When developing and operating oil and gas fields, a large number of engineering decisions need to be taken. These decisions range from the very high-level such as recovery mechanism, facility sizing or well count to more detailed decisions such as individual well placements, well design and completion strategies. Typically, subsurface models play a role in informing these decisions by testing their effect on forecasted production and it is generally held best practice to test them against a wide range of subsurface conditions, a range that expresses the envelope of subsurface uncertainty. Whilst these commonly held objectives are more or less universal, selecting an appropriate subsurface modelling strategy (i.e. what to model & how to model it) to achieve these objectives usually generates more divergent views. Whilst there are always various valid modelling approaches available which are both geologically and numerically valid, a good modelling strategy pays close attention to the type of the specific decisions being taken for the project and the accuracy required to take those decisions.

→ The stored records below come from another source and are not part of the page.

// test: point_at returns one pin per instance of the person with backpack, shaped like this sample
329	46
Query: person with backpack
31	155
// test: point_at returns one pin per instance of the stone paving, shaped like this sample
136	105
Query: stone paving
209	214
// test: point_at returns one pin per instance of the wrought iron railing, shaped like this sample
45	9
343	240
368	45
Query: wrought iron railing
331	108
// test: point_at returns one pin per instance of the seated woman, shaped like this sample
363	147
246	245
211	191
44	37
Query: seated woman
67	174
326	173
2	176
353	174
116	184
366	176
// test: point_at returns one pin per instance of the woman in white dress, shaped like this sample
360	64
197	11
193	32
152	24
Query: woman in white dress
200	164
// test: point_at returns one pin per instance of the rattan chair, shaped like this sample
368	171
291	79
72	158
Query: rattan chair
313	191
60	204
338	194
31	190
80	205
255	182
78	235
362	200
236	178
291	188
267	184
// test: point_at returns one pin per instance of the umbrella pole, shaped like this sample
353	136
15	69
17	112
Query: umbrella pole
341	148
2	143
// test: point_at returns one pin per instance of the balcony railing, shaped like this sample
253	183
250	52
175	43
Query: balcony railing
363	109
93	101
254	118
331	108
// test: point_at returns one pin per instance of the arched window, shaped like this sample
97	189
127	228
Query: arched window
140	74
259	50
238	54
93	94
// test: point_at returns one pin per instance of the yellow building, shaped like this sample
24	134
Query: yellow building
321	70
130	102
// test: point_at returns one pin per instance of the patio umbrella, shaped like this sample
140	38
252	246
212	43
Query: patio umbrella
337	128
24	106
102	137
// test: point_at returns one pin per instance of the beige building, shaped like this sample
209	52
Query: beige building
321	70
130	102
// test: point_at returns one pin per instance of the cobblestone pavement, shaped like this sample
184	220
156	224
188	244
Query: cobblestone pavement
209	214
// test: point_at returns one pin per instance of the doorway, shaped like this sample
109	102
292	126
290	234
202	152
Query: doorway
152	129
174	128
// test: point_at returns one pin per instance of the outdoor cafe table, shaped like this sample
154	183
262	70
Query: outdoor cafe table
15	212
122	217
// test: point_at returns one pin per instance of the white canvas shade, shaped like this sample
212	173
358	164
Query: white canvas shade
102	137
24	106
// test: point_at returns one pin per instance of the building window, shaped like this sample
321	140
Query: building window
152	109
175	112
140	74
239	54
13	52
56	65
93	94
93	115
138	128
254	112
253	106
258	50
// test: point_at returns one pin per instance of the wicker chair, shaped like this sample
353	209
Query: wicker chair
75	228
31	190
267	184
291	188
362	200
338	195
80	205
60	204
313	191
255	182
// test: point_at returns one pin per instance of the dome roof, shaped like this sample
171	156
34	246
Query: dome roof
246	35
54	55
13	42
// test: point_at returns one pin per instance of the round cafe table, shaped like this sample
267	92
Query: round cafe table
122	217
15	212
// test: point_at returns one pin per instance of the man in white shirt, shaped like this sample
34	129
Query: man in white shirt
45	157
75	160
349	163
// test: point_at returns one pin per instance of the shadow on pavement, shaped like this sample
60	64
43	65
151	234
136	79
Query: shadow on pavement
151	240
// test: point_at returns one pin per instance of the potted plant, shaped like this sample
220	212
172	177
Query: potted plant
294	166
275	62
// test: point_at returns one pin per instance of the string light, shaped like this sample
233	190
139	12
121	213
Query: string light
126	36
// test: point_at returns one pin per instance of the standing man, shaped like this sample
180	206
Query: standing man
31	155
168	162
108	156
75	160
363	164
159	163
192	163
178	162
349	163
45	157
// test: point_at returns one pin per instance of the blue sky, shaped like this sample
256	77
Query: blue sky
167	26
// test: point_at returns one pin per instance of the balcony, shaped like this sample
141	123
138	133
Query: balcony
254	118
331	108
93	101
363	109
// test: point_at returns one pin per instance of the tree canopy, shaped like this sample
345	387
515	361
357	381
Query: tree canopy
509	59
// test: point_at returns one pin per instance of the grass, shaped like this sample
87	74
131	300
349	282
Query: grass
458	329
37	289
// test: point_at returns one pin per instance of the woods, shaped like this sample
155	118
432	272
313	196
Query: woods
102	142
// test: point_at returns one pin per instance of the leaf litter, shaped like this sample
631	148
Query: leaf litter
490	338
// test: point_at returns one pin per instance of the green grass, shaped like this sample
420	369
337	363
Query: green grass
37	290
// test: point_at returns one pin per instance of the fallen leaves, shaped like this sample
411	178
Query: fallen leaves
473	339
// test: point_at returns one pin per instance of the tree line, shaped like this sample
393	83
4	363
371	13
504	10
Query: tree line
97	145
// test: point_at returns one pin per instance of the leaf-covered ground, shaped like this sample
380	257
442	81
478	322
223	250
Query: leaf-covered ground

To align these views, in decision-based modelling, business decisions and their timing were mapped to the models needed to make the estimates that inform them. Dialogue between the disciplines established the accuracy required for these estimates, and these discussions often revealed surprising opportunities to simplify processes and accelerate delivery. The outcome is a common view on a decision-driven modeling strategy that enables business decisions to be taken efficiently. This strategy, and the subsequent delivery plan that is developed from it is seen as a key to success.
This paper describes the decision-based approach taken in the subsurface modelling required to support quality development decisions for the development of two of KOC's Heavy oil fields through the Enhanced Technical Service Agreement (ETSA) between Shell and KOC. In this particular application of the process, the suite of models to be built has been mutually agreed at the start by the integrated development team through a structured collaborative workshop, or Model Framing Event. A fullfield and a sector model for 2 different fields are discussed to exemplify the link between required decision and supporting modelling approach.